Matching ontologies requires to overcome the mismatches originating from the different conceptualizations of the domains described by ontologies [visser:1997,klein:2001]. These mismatches may be of different nature: terminological mismatches concern differences of naming such as the usage of synonym terms for concept labeling; conceptual mismatches concern different conceptualizations of the domain such as structuring along different properties; structural mismatches concern heterogeneous structures, like different granularities in the class hierarchies. Ontology matching is similar to database schema matching [rahm:2001]. Specific works on ontology matching were proposed in the last ten years [noy:2000] that now reach maturity [euzenat:2007b]. It is not the purpose of this paper to describe the particular techniques.
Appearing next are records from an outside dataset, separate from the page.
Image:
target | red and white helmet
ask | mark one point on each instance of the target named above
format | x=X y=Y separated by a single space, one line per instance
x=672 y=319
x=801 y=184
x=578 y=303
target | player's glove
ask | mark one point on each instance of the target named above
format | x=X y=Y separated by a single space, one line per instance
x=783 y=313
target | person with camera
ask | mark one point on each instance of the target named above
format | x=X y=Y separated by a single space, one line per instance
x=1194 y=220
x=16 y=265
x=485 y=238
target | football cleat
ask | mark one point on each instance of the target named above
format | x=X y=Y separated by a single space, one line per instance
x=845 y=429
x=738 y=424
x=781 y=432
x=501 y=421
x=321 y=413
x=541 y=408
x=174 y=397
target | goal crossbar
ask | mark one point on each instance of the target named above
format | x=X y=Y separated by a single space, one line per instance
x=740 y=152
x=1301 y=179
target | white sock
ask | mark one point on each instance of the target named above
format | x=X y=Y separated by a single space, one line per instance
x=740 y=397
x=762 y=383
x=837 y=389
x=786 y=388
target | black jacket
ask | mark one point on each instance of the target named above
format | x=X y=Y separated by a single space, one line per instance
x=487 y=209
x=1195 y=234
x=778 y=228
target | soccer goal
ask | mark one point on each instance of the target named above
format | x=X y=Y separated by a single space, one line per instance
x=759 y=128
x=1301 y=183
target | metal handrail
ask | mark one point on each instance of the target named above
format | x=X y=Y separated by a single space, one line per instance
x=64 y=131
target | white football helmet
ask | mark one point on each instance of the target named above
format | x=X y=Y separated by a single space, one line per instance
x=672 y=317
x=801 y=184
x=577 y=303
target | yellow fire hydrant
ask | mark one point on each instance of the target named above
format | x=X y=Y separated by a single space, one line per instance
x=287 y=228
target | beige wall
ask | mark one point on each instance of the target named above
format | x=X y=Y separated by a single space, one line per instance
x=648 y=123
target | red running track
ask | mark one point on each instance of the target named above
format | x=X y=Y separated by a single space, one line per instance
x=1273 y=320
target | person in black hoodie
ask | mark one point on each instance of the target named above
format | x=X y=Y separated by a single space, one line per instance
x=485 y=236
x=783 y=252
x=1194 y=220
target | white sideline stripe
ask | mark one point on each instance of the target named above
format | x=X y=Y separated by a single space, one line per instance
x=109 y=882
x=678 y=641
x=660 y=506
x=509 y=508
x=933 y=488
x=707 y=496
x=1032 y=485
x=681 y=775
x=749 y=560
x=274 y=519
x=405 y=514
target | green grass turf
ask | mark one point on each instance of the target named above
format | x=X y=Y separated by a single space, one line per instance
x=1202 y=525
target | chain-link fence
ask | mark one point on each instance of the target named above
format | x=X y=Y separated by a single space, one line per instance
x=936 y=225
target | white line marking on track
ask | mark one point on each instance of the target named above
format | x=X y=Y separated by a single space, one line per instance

While different URI constructions and variations of property values can find automatic solutions, the problem of having heterogeneous ontologies is in most interlinking tools solved by manually specifying the correspondences. This considerably complexifies the interlinking process. Ontology matching techniques can be used to facilitate the interlinking task and ontology alignments reused in linking specifications.

The goal of this work is to investigate the relationships between data interlinking and ontology matching. In particular, we want to understand if these two activities should be merged into a single activity and share the same formats or if there are good reasons to keep them separated. In the second perspective, we also want to establish how they can benefit from one another. For that purpose, we analyzed available systems for data interlinking.